[pyserial - winXP] Serial port stop receiving data after a few hours, raise no error

P

pauland80

Hello,

My soft passively listen to a device sending +- 300 bytes of data each
second. After several hours of work, the soft abruptly stops receiving
data without any error, (while the device sends properly, of course)
and I need to restart it (the python soft) to "reactivate" the ports.

I read that when the serial port encounters an error (frame error or
so, I imagine?) it stop receiving data until the library function
"getCommError()" is called.

Am I on the good track? Can I call this function from my pyserial
code?

Why pyserial does'nt raise a serial.SerialException in this case?


Notes:
---------
I'm not working with plain serial ports, I use serial over USB (FTDI
or so) and serial over Ethernet (moxa.com).
I'm in 115k 8N1 and I use 4 ports simultaneously
I use python 2.4 with pyserial 2.2 on Windows XP.


TIA,
Paul André
 
T

Troels Thomsen

I read that when the serial port encounters an error (frame error or
so, I imagine?) it stop receiving data until the library function
"getCommError()" is called.

Troels:
I think you are right


Am I on the good track? Can I call this function from my pyserial
code?
Why pyserial does'nt raise a serial.SerialException in this case?

Troels:
Well , you have the source, don't you ?
The serial lib has a handle somwhere.
Call getCommError with that ? Or ?

tpt
 
H

Hendrik van Rooyen

Hello,

My soft passively listen to a device sending +- 300 bytes of data each
second. After several hours of work, the soft abruptly stops receiving
data without any error, (while the device sends properly, of course)
and I need to restart it (the python soft) to "reactivate" the ports.
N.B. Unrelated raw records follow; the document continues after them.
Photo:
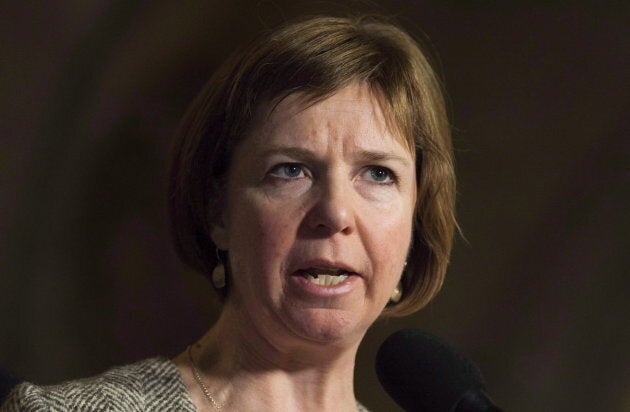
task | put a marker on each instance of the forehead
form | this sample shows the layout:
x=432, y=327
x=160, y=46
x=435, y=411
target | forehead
x=356, y=108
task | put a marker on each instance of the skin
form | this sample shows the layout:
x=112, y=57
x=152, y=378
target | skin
x=317, y=188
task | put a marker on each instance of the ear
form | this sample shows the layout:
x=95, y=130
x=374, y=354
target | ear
x=219, y=236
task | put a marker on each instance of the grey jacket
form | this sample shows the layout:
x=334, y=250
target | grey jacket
x=149, y=385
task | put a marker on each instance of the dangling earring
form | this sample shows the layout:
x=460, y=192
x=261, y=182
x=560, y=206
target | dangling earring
x=218, y=273
x=396, y=294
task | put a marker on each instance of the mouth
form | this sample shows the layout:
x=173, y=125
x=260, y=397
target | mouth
x=325, y=276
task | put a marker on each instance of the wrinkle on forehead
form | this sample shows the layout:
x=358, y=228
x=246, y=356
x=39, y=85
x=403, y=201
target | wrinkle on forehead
x=375, y=108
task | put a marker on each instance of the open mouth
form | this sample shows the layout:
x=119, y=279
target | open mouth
x=325, y=276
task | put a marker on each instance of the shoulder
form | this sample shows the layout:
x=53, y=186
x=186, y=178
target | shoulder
x=152, y=384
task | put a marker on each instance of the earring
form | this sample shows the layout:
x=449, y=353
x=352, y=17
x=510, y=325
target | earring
x=218, y=273
x=396, y=294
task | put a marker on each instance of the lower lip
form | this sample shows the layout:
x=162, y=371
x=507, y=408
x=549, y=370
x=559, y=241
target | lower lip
x=307, y=287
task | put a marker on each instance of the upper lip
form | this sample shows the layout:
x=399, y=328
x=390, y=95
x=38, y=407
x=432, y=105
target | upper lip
x=326, y=265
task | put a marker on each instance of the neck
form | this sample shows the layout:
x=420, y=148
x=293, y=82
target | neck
x=247, y=371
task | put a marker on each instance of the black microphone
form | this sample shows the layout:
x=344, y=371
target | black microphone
x=424, y=374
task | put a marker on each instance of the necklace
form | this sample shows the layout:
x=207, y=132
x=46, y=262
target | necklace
x=203, y=386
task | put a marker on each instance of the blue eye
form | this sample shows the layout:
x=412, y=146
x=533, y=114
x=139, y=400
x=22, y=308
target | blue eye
x=288, y=171
x=380, y=174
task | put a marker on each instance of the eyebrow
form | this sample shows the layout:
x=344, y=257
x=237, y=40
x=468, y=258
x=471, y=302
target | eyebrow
x=362, y=155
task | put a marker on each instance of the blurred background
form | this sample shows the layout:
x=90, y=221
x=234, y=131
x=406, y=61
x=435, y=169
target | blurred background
x=537, y=293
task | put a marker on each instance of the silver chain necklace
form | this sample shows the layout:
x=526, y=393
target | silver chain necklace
x=203, y=386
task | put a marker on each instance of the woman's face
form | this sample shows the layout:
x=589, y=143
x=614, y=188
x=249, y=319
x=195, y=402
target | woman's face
x=318, y=218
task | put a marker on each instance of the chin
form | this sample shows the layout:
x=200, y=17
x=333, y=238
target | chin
x=329, y=326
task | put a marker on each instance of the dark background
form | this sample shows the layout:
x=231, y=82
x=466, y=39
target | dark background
x=536, y=294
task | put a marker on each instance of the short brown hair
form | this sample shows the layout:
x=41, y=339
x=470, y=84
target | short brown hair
x=318, y=56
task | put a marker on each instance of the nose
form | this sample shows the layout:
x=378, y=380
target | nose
x=333, y=209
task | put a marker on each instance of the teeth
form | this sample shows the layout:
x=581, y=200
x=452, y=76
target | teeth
x=324, y=279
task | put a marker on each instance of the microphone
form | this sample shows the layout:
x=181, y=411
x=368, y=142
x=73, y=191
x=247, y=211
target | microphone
x=424, y=374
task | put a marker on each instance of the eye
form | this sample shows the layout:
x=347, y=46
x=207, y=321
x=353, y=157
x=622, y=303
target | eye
x=380, y=174
x=288, y=171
I read that when the serial port encounters an error (frame error or
so, I imagine?) it stop receiving data until the library function
"getCommError()" is called.

Am I on the good track? Can I call this function from my pyserial
code?

Why pyserial does'nt raise a serial.SerialException in this case?


Notes:
---------
I'm not working with plain serial ports, I use serial over USB (FTDI
or so) and serial over Ethernet (moxa.com).
I'm in 115k 8N1 and I use 4 ports simultaneously
I use python 2.4 with pyserial 2.2 on Windows XP.
ooooh! - I am not sure of this, but I have heard rumours that
the USB drivers are responsible...

Its unlikely to be the Python - so far when I have had Serial
Hassles - its been either finger trouble on my part, or some
underlying thing freaking out - four ports at 115200
means a char potentially every 21 microsecs - not quite trivial.